The benchmark palm oil contract for December delivery on the Bursa Malaysia Derivatives Exchange slid 32 ringgit, or 0.72%, to 4,410 ringgit ($1,047.01) a metric ton at the midday break.

It ended Friday 0.09% lower at 4,442 ringgit.

Crude palm oil futures also fell on profit-taking amid strong market talk of a possibility that India may raise import duties on vegetable oils, said Anilkumar Bagani, head of research at Mumbai-based vegetable oil broker Sunvin Group.

There are concerns over the lower-than-expected reduction in Malaysian palm oil production, Bagani added.

The Malaysian palm oil board (MPOB) is expected to release its supply and demand data for September on October 10. Oil prices rose about 1.5% after OPEC+ announced a more modest monthly increase in production than expected, tempering some concerns about supply additions, though analysts expect near-term gains to be capped by a soft demand outlook.

Stronger crude oil futures make palm a more attractive option for biodiesel feedstock.

Soyoil prices on the Chicago Board of Trade (CBOT) gained 0.6%.

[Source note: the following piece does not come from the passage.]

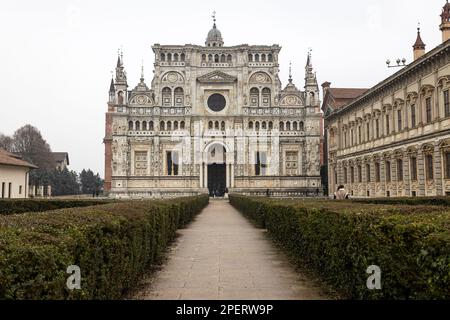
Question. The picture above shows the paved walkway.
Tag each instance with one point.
(222, 256)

The Dalian Commodity Exchange is closed from October 1 to 8 on account of public holidays.

Palm oil tracks the price movements of rival edible oils as it competes for a share of the global vegetable oils market.

The ringgit, palm’s currency of trade, weakened 0.14% against the dollar, making the commodity slightly cheaper for buyers holding foreign currencies.